Bereitschaftsbeitrag

Zur Front

18. November 2011

Eigentlich

Deutschlehrer mögen das Wort nicht, sie halten es für den Ausdruck eines unreifen Geistes.

Das ist es zumeist natürlich auch, aber was passiert eigentlich mit einem unreifen Geist, wenn man ihm einschärft, seine Unreife bloß nicht zur Schau zu stellen?

Und in welchen Situationen stellt er sie eigentlich zur Schau?

Ich glaube nämlich nicht, daß das Bemühen gerade von Deutschlehrern um ein klares, geordnetes Denken gar so edel ist, wie es zunächst den Anschein haben mag.
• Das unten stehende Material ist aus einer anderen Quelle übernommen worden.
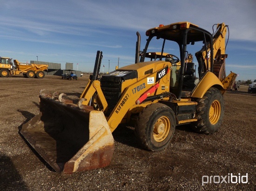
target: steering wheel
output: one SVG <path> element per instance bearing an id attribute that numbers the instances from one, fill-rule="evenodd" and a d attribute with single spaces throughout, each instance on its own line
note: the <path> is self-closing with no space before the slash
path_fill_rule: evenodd
<path id="1" fill-rule="evenodd" d="M 175 58 L 174 58 L 174 57 Z M 173 54 L 167 54 L 165 56 L 165 57 L 172 57 L 172 59 L 174 61 L 175 63 L 178 63 L 179 62 L 180 62 L 180 59 L 179 59 L 178 57 Z"/>

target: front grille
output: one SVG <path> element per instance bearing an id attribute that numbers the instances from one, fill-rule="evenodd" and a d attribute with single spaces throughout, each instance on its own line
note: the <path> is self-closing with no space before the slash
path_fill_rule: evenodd
<path id="1" fill-rule="evenodd" d="M 108 105 L 107 116 L 110 114 L 120 98 L 122 82 L 121 77 L 114 76 L 103 76 L 101 79 L 101 88 Z"/>

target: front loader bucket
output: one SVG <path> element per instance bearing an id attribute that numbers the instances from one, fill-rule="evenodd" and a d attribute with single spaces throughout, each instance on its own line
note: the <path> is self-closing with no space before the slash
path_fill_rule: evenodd
<path id="1" fill-rule="evenodd" d="M 40 113 L 20 131 L 33 148 L 63 174 L 108 165 L 114 138 L 103 112 L 65 103 L 70 100 L 63 98 L 63 94 L 42 92 Z"/>

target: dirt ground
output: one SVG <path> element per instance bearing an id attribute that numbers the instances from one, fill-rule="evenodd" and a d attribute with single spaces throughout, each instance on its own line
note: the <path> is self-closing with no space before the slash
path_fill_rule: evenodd
<path id="1" fill-rule="evenodd" d="M 39 113 L 41 89 L 79 95 L 88 78 L 0 78 L 0 190 L 256 190 L 256 94 L 247 94 L 246 87 L 225 94 L 223 122 L 214 134 L 178 126 L 166 149 L 151 152 L 141 149 L 132 128 L 123 125 L 113 133 L 109 166 L 60 176 L 19 130 Z M 238 182 L 242 176 L 248 182 Z M 202 177 L 209 183 L 202 185 Z"/>

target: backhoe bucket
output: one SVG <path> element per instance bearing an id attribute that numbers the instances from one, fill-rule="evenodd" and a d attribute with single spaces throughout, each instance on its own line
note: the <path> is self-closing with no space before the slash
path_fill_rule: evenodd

Kinder kennen die Situation natürlich nur allzu gut, daß sie selber lieber etwas anderes gemacht hätten, dann aber einem äußeren Druck nachgeben und in der Folge etwas anderes tun, als was sie eigentlich tun wollten. Diese Verwendung ist richtig. Die folgenden, jedenfalls oberflächlich betrachtet, nicht mehr:
  • Früher haben Eltern ihre Kinder geschlagen. Heute ist das verboten und Eltern schlagen ihre Kinder nicht mehr. Aber eigentlich schlagen sie sie immer noch manchmal.
  • Wir leben in einer Demokratie und alle Menschen bestimmen, welche politischen Entscheidungen getroffen werden, auch wenn sie eigentlich keinen Einfluß auf sie haben.
  • Seit Jahrzehnten wird das Wetter immer wärmer, auch wenn die letzten beiden Winter eigentlich so kalt waren, wie schon seit Jahrzehnten nicht mehr.

Und so weiter. Auch hier sagt das Kind etwas auf äußeren Druck hin und stellt ihm seine eigene naiverweise durch eigentlich gekennzeichnete Ansicht gegenüber.

Es liegt nahe, den Haß von neurolinguistischen Programmierern auf das Wort eigentlich dadurch zu erklären, daß es ihren Opfern die Möglichkeit gibt, die Programmierung außer Kraft zu setzen. Aber nehmen wir das jetzt einmal großzügigerweise nicht an, sondern sehen im Kampf gegen eigentlich nur einen Kampf für ein klares, geordnetes Denken. Die Frage ist, ergibt dieser Kampf irgendeinen Sinn?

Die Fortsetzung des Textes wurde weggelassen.